Auf dem klinischen Weg haben Neurochirurgie- und Epilepsieteams der Columbia University und des NewYork-Presbyterian Hospital Implantationsoperationen in Tiermodellen untersucht und die Machbarkeit des Chips bei der langfristigen und stabilen Aufzeichnung neuronaler Signale von der Gehirnoberfläche überprüft; Derzeit schreiten frühe Studien an menschlichen Probanden voran, wobei der Schwerpunkt hauptsächlich auf der kurzfristigen Aufzeichnung während einer Operation liegt.

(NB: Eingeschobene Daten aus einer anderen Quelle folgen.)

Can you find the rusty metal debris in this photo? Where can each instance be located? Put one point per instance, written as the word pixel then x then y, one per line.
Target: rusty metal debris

Die Ärzte betonten, dass BISC den Chip durch einen kleinen Einschnitt in den Subduralraum einbringen kann und kein Eindringen in Hirngewebe oder die Verwendung von Drähten zur Fixierung des Implantats am Schädel erfordert, wodurch theoretisch das Risiko einer Gewebereaktion und einer langfristigen Signaldämpfung verringert wird. Das Projekt hat auch mit Teams wie der University of Pennsylvania zusammengearbeitet, um umfangreiche präoperative Experimente zum motorischen Kortex und visuellen Kortex durchzuführen. Einige Forscher sind optimistisch, was das Potenzial als zukünftige multimodale neuronale Schnittstellenplattform angeht, die Licht, Ton usw. integriert.

Um die Technologie für reale Anwendungen voranzutreiben, gründeten Forscher der Columbia University und der Stanford University gemeinsam das Spin-off-Unternehmen Kampto Neurotech. Unter der Leitung eines der Hauptingenieure des Projekts entwickelt es eine kommerzielle Version für die präklinische Forschung und sucht nach Ressourcen, um seine langfristige Anwendung beim Menschen zu fördern. Das Team ist davon überzeugt, dass BISC, basierend auf den Vorteilen der „Großserienfertigung“ ausgereifter Halbleiterprozesse, aktuelle ähnliche implantierbare Geräte in Bezug auf Skalierbarkeit und Leistungsindikatoren bei weitem übertrifft und eine nachhaltige Iterationsplattform für zukünftige Gehirn-KI-Fusionssysteme bietet. Angesichts der rasanten Entwicklung der Schnittstelle zwischen künstlicher Intelligenz und neuronaler Technik erwarten Forscher, dass diese Art von ultrahochauflösender, vollständig drahtloser, programmierbarer Gehirn-Computer-Schnittstelle nicht nur die Behandlung neurologischer Erkrankungen neu gestalten wird, sondern möglicherweise auch das grundlegende Modell der menschlichen Interaktion mit Maschinen und sogar der Koexistenz mit künstlicher Intelligenz verändern wird.